Tuesday, 17 July 2018

King The Musical - Review

Hackney Empire, London


****


Music and lyrics by Martin Smith
Directed by Susie McKenna



Cedric Neal and Debbie Kurup

30 years after its premiere, Martin Smith’s affecting musical biography of legendary civil rights movement leader Dr Martin Luther King Jr was revived for just two performances, in a co-production between the Hackney Empire and London Musical Theatre Orchestra directed by Susie McKenna and which marked 50 years since Dr King’s assassination.

Opening with a brief, shocking re-enactment of the assassination, the scene was accompanied by the hauntingly mournful vocals of the full cast, shrouded in shadows on stage. Slowly, Debbie Kurup’s Coretta, Dr King’s widow, stepped out of the darkness to sing a few painful lines in memory of her late husband, a moment that was totally engrossing, but extremely brief.  Quickly, the story flashes to the younger Kings as a courting couple, a change of pace that immediately humanised Dr King’s almost mythical figure, inviting the audience to step his life and his journey.

Cedric Neal was mightily impressive in the title role. Wearing a look of perpetual apprehension which slowly melted into defiance as his story progressed, he had the audience in the palm of his hand from his very first introduction all the way through to his sudden and tragic demise. Particularly powerful was his interpretation of the iconic I Have A dream speech, which closed Act 1. 
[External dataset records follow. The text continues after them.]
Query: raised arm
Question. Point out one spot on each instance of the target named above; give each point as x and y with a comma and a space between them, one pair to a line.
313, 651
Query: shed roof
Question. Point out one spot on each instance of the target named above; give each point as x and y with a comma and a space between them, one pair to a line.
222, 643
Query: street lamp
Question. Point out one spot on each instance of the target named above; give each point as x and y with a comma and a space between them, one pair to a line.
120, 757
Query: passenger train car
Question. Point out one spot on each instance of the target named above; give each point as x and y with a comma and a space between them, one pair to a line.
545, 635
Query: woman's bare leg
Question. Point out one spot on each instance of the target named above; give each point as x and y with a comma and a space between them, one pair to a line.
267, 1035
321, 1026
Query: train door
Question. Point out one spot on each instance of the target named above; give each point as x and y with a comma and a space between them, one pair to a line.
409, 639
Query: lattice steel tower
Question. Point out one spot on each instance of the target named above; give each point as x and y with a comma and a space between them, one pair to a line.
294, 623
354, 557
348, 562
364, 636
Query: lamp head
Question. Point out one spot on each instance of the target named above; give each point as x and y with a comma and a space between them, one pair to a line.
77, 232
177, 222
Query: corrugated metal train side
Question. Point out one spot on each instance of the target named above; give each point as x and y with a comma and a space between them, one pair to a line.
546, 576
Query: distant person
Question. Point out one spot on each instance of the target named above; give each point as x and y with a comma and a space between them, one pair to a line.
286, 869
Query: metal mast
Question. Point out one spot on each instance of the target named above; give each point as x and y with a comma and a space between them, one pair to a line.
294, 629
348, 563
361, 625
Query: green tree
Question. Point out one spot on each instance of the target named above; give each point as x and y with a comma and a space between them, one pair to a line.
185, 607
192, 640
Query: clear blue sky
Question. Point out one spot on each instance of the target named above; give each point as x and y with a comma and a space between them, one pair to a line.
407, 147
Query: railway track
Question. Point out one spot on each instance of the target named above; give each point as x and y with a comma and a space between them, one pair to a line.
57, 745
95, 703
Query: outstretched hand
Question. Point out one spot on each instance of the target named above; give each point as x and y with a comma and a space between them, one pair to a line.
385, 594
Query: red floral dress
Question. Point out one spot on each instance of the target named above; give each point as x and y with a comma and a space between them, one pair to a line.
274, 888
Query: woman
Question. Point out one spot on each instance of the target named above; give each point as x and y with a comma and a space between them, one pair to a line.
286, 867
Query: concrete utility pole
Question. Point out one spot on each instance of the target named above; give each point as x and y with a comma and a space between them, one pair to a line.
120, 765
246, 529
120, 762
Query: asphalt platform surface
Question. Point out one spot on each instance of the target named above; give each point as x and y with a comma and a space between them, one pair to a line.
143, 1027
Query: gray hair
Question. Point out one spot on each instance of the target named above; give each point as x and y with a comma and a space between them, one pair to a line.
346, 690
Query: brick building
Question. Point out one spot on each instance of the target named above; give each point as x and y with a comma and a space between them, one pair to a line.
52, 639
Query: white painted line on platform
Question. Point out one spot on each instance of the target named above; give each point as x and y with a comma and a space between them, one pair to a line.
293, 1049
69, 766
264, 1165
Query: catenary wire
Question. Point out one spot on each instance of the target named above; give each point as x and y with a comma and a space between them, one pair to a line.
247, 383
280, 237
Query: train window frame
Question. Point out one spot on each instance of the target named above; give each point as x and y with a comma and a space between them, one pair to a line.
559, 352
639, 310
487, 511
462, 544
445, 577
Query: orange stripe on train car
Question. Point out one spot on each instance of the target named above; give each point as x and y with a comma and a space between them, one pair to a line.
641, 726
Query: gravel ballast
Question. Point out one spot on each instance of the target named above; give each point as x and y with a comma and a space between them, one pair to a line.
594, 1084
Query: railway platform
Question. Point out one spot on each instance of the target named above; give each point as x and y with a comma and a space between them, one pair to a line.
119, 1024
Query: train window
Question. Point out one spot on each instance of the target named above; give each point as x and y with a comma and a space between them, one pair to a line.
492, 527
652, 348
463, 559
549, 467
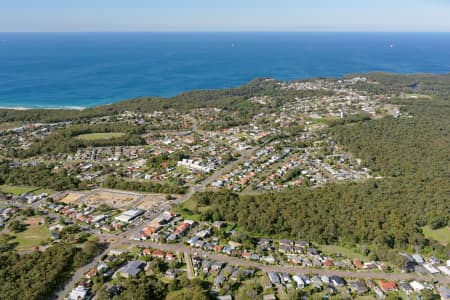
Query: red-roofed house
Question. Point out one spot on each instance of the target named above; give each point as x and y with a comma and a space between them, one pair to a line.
357, 263
387, 286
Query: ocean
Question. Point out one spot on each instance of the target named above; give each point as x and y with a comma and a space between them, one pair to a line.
89, 69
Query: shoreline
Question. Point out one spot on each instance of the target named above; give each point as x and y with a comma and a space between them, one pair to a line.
22, 108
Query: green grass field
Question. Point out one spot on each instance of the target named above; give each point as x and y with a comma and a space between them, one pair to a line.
32, 237
100, 136
17, 190
441, 235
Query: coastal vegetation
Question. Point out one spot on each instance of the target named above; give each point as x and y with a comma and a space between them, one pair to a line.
38, 274
381, 215
99, 136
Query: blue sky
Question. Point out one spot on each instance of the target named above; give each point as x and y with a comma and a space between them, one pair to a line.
224, 15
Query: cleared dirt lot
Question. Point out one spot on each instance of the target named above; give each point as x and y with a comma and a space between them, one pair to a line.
71, 198
117, 200
33, 221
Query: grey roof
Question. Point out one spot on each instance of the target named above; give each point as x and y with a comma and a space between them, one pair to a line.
133, 267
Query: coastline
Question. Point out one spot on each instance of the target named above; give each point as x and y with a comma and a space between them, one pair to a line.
21, 108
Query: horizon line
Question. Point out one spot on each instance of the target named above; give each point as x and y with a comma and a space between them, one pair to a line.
230, 31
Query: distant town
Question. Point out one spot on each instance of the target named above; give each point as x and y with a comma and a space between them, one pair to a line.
129, 190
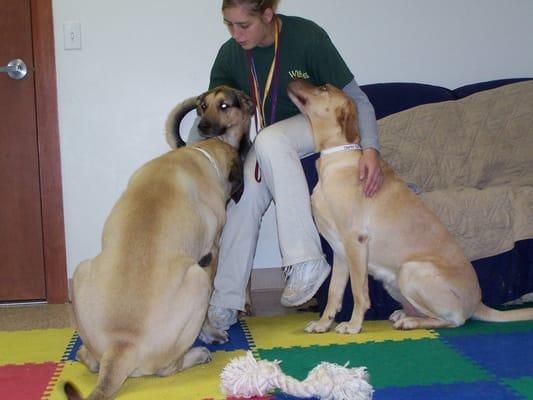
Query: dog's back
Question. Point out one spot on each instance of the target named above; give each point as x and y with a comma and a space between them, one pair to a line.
146, 289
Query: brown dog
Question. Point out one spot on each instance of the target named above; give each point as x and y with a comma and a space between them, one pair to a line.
392, 235
140, 304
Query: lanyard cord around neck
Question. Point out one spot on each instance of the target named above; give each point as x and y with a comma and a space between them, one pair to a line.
271, 86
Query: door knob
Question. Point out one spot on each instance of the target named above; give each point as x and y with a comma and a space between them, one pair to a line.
16, 69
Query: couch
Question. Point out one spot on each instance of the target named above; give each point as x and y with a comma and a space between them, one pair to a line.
468, 153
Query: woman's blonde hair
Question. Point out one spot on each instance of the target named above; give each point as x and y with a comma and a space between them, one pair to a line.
255, 6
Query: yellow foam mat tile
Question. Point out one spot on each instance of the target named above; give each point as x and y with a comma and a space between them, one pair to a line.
35, 346
288, 331
199, 382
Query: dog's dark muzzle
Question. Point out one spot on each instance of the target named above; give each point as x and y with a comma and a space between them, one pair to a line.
209, 129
Accompanied by the orchestra’s slow build to a powerful crescendo alongside the full cast with additional vocal support from Hackney Empire Community Choir and the Gospel Essence Choir. Neal wisely chose not to impersonate King’s intonations, bringing his own heart and charisma to the scene. The staging of the speech was a testament to the intelligent direction of Susie McKenna, and the impassioned performances of the entire cast and orchestra. 

Under Freddie Tapner’s baton the 22-piece London Musical Theatre Orchestra were perfection throughout. The particularly impressive brass section emphasised the triumphant power of Simon Nathan’s new orchestrations, whilst the strings brought a sense of dreamlike nostalgia to the story that only foreshadowed the painful finale. 

But for all of King’s heart wrenching musical moments, the story occasionally lacked depth, opting to cover the most significant and well-known moments in broad strokes, rather than drill down into the psyche of its characters and their relationships. As such, Debbie Kurup as Doctor King’s dignified and supportive wife Coretta, and Sharon D Clarke as his loving mother Alberta, were sadly side-lined as the story progressed. 

As a reminder of Martin Luther King's immutable legacy Smith’s compelling musical, forgotten for 30 years, deserves a full staging soon, especially off the back of such a striking production.